Os navios responsáveis comuns são
①Superior artéria cerebelar (75%), a artéria cerebelar superior pode formar um laço vascular que se estende caudalmente e contacta o nervo trigémeo no ponto de entrada do tronco cerebral, comprimindo principalmente a raiz do nervo de forma superior ou superior e medialmente.
(ii) A artéria cerebelar inferior anterior (10%), que geralmente comprime o nervo trigémeo a partir de baixo, pode também formar uma compressão de pinça no nervo trigémeo juntamente com a artéria cerebelar superior.
(iii) A artéria basilar, com efeitos de idade e hemodinâmica, pode dobrar-se para ambos os lados e comprimir a raiz do nervo trigémeo, geralmente mais para o lado da artéria vertebral mais fina.
(iv) Outros raros vasos responsáveis incluem a artéria cerebelar inferior posterior, vasos variantes (tais como a artéria trigémea permanente), a veia pontina transversal, as veias laterais e o plexo basilar. O recipiente responsável pode ser um ou mais de um, e pode ser uma artéria ou uma veia.
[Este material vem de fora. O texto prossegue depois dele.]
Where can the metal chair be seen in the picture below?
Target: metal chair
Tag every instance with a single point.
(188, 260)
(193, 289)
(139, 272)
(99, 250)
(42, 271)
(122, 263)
A descompressão microvascular é realizada fazendo uma incisão longitudinal de 4 cm atrás da orelha e dentro da linha do cabelo, com uma abertura craniana de aproximadamente 2 cm de diâmetro, acessando microscopicamente o ângulo pontocerebelar, explorando a zona nervosa do trigémeo, “afrouxando” todos os vasos e cordões aracnóides que podem ser comprimidos, e isolando estes vasos das raízes nervosas com um espaçador de Tefflon. Uma vez isolados os vasos responsáveis, a fonte de irritação desaparece e a hiperexcitabilidade do núcleo nervoso do trigémeo desaparece e volta ao normal. Na grande maioria dos pacientes, a dor desaparece imediatamente após a cirurgia e a sensação e função facial normal é preservada sem comprometer a qualidade de vida.